What is a Cyst?

A cyst is a closed pocket of tissue that can be filled with fluid, air, pus or other material. Cysts can form in any tissue in the body and the majority are noncancerous (benign). Depending on type and location, they be drained or surgically removed.

There are a number of different types cysts. Some are typically found on specific areas of the body. If you have a cyst on your forehead, it is likely an epidermoid cyst, an acne cyst or a pilar cyst.

Epidermoid Cyst

Here are some characteristics of an epidermoid cyst:

  • filled with dead skin cells
  • typically grows slowly
  • typically not painful
  • might have tiny hole in center (punctum)
  • tender if infected
  • drains grayish — and sometimes smelly — material, if infected
  • also called epidermal cyst, epidermal inclusion, epithelial cyst, follicular infundibular cyst, or keratin cyst

Pilar Cyst

These are traits of a pilar cyst:

  • forms from hair follicle
  • round
  • smooth
  • firm
  • filled with cytokeratin
  • does not have tiny hole in center (punctum)
  • most commonly found on scalp
  • also called trichilemmal cyst, isthmus-catagen cyst, or a wen

Acne Cyst

Here are some attributes of an acne cyst:

  • formed on the inner layers of skin
  • soft red bump
  • pus filled
  • painful
  • often felt beneath the skin before seen
  • does not come to a head like a pimple
  • also called cyst acne or cystic acne

The term sebaceous cyst refers to either an epidermoid cyst or a pilar cyst.

Unless your cyst is bothering you, chances are your dermatologist will recommend you leave it alone.

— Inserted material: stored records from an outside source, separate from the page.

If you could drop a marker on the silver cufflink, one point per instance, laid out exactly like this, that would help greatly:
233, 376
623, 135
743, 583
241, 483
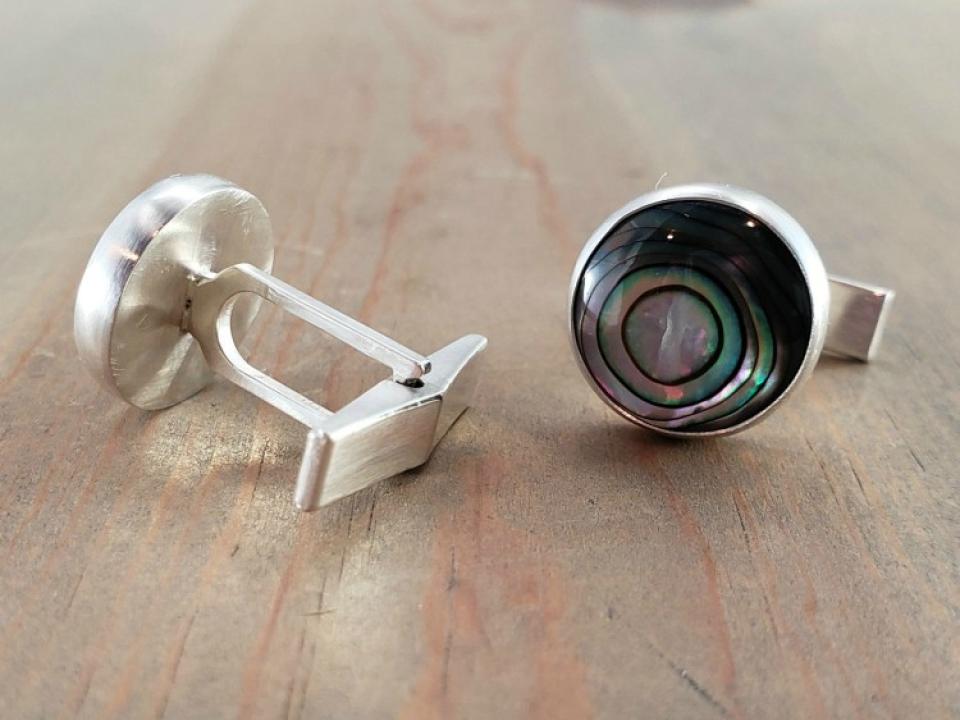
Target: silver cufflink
174, 283
696, 310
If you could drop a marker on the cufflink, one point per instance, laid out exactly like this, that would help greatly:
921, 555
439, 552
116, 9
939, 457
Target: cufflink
695, 310
175, 282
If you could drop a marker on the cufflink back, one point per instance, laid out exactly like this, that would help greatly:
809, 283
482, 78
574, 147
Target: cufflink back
695, 310
175, 282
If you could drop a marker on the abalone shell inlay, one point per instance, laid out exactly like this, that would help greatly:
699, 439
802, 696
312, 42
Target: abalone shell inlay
692, 315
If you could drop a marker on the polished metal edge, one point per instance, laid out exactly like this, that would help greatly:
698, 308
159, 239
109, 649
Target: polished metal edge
784, 226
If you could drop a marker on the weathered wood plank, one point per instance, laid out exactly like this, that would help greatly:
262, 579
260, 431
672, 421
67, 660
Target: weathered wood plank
432, 168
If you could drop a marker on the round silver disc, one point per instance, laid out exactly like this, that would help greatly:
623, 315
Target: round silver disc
129, 318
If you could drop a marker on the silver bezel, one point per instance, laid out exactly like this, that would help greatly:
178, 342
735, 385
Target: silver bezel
783, 226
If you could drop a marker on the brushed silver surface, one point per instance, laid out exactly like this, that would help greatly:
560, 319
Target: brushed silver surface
858, 316
135, 291
175, 282
794, 237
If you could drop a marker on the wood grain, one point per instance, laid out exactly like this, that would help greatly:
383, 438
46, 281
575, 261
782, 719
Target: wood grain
432, 168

If it is bothering you physically, or if you feel it is uncomfortably conspicuous, suggested treatment might include:

  • Injection. The cyst is injected with steroid medication to decrease redness and swelling.
  • Drainage. An incision is made in the cyst and the contents are drained.
  • Surgery. The entire cyst is removed. There might be stitches.
  • Laser. The cyst is vaporized with a carbon dioxide laser.
  • Medication. If infected, doctor may prescribe oral antibiotics.

If the cyst is acne related, your doctor might also recommend:

There are two primary medical complications with cysts:

  • They can become infected and may form abscesses.
  • If not completely removed by surgery, they may return.

Because at first look both cysts and lipomas can appear quite similar, often one is mistaken for the other.

A lipoma is a benign fatty tumor located just under the skin. They are typically dome-shaped, feel soft and rubbery, and move slightly when you press your finger on them.

Lipomas generally do not get larger than 3 centimeters in length and, in most cases, are not painful.

There are a few differences between a cyst and a lipoma. For example, cysts:

  • have a more defined shape than a lipoma
  • are firmer than a lipoma
  • don’t move like a lipoma
  • can grow larger than 3 centimeters
  • can be painful
  • often leave the skin red and irritated, while lipomas typically don’t

Unless the lipoma is painful or bothering you from a cosmetic perspective, it is often left alone. If the decision is made to get rid of the lipoma, it can typically be removed through an incision that will likely require stitches.

If you discover a cyst on your forehead — or a new growth anywhere on your body — you should have it examined by your doctor.

If you have a cyst on your forehead that has been diagnosed, call your doctor if continues to grow or if it has become red and painful.

If you are bothered by the cyst for cosmetic reasons, your doctor, a dermatologist, or a plastic surgeon should be able to remove it.